同社は 1862 年創業の岩井商店と 1874 年創業の鈴木商店が合併した日商岩井株式会社と、1892 年創業のニチメン株式会社が 2004 年 4 月に合併して誕生した、160 年以上にわたる歴史を持つ総合商社です。現在は国内外に約 400 社の連結対象会社を持ち、自動車やプラント、エネルギーや金属資源、化学品、食料資源など、多岐にわたるビジネスを展開しています。2021 年 4 月には「中期経営計画 2023 ~ Start of the Next Decade ~」を発表。2030 年に目指す姿を「事業や人材を創造し続ける総合商社」とし、DX をその重要な原動力として位置付けています。

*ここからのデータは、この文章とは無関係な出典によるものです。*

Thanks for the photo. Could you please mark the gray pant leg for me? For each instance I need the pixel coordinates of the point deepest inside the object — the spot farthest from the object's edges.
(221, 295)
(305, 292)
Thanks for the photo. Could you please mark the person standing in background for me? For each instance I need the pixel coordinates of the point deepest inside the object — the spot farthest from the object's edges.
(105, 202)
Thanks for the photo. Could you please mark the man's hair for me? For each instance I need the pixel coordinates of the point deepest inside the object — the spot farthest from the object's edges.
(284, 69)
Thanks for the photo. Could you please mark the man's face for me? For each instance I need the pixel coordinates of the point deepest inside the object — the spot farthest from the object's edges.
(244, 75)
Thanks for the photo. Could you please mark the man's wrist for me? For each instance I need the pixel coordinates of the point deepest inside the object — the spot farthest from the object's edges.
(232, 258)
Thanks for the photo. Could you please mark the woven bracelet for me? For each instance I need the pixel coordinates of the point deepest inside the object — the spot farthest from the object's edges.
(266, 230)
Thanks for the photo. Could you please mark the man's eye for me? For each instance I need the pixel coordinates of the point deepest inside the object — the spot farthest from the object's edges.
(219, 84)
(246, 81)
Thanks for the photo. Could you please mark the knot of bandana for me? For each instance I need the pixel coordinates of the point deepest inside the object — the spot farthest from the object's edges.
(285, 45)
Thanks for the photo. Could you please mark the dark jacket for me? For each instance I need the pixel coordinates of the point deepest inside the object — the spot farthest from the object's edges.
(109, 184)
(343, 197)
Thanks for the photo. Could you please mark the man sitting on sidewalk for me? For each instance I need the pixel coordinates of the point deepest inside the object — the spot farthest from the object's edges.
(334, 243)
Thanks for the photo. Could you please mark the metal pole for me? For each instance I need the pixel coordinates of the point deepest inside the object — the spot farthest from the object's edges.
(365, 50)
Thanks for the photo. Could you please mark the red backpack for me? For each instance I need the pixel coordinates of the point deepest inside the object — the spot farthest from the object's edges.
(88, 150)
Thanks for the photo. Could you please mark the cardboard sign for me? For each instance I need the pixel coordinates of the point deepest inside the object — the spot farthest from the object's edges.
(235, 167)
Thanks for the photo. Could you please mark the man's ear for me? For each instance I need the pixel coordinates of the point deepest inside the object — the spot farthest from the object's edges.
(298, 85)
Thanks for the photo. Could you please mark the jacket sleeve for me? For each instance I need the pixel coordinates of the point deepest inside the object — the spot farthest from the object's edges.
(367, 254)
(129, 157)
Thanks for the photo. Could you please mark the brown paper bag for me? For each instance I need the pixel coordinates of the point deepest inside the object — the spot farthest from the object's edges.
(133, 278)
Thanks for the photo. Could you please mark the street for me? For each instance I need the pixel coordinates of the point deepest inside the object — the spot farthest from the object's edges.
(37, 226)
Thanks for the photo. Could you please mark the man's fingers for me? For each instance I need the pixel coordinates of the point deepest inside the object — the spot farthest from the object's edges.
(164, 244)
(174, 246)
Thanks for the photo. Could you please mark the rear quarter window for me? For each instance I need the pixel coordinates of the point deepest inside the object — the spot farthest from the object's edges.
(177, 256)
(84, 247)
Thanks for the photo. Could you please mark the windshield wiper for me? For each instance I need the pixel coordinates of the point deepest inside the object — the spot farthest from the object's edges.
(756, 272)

「中期経営計画 2023 が発表された 2021 年 4 月には、社長自身を委員長とする DX 推進委員会が設置され、デジタル人材育成への取り組みが本格的にスタートしました」と語るのは、双日で CDO兼CIO兼デジタル推進担当本部長を務める荒川 朋美 氏。当初は DX 実装の最高責任者である CDO・CIO も社長が兼任していましたが、2021 年 10 月には CDO 室を設置し、同年 12 月に荒川 氏が CDO に着任。DX 推進の最高責任者である社長の下、双日グループ全体の DX 構想立案やその実装に必要な環境整備をリードしています。なおこの取り組みが始まった 2021 年 4 月には「DX 認定取得事業者」の認定も取得しています。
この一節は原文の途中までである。